FLORA: (huskily) Uh-huh. . . . A man-size—job. . . .
JAKE: Twen-ty-sev-en wa-gons full of cot-ton!
FLORA: (senselessly repeating) Twen-ty sev-en wa-gons full of cot-ton! (A dog howls. Flora utters a breathless laugh.)
JAKE: What’re you laughin’ at, honey? Not at me, I hope.
FLORA: No. . . .
JAKE: That’s good. The job that I’ve turned out is nothing to laugh at. I drove that pack of niggers like a mule-skinner. They don’t have a brain in their bodies. All they got is bodies. You got to drive, drive, drive. I don’t even see how niggers eat without somebody to tell them to put the food in their moufs! (She laughs again, like water spilling out of her mouth.) Huh! You got a laugh like a— Christ. A terrific day’s work I finished.
FLORA: (slowly) I would’n’ brag—about it. . . .
JAKE: I’m not braggin’ about it, I’m just sayin’ I done a big day’s work, I’m all wo’n out an’ I want a little appreciation, not cross speeches.

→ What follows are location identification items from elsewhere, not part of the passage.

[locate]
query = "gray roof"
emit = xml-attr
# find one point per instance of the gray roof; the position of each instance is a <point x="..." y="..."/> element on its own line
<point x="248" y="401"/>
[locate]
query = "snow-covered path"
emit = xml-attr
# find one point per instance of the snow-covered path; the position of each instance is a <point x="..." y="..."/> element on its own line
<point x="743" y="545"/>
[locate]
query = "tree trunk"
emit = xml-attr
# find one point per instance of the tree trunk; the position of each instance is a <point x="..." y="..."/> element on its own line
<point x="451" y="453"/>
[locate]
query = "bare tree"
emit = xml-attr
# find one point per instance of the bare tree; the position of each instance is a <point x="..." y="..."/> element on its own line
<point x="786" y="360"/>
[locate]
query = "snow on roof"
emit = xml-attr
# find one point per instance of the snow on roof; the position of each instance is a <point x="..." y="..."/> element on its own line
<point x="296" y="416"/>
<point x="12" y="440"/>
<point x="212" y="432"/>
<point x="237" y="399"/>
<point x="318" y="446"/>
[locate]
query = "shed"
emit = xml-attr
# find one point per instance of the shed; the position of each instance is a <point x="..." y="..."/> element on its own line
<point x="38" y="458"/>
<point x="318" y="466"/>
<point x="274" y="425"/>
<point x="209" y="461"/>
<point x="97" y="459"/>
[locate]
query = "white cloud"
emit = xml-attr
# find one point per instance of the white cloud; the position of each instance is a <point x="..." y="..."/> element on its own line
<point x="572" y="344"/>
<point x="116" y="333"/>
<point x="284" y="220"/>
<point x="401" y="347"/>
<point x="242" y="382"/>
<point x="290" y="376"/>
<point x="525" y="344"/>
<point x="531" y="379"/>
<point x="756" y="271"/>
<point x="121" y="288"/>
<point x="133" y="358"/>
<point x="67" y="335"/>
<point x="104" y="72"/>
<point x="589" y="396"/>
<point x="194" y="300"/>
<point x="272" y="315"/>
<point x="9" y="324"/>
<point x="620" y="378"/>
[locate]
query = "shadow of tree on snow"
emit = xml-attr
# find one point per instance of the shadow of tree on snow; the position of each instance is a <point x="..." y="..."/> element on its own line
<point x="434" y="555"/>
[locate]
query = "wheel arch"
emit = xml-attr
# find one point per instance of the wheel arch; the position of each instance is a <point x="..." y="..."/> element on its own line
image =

Honey. . . .
FLORA: I’m not—(She laughs again.)—makin’ cross speeches.
JAKE: To take on a big piece of work an’ finish it up an’ mention the fack that it’s finished I wouldn’t call braggin’.
FLORA: You’re not the only one’s—done a big day’s—work.
JAKE: Who else that you know of? (There is a pause.)
FLORA: Maybe you think that I had an easy time. (Her laughter spills out again.)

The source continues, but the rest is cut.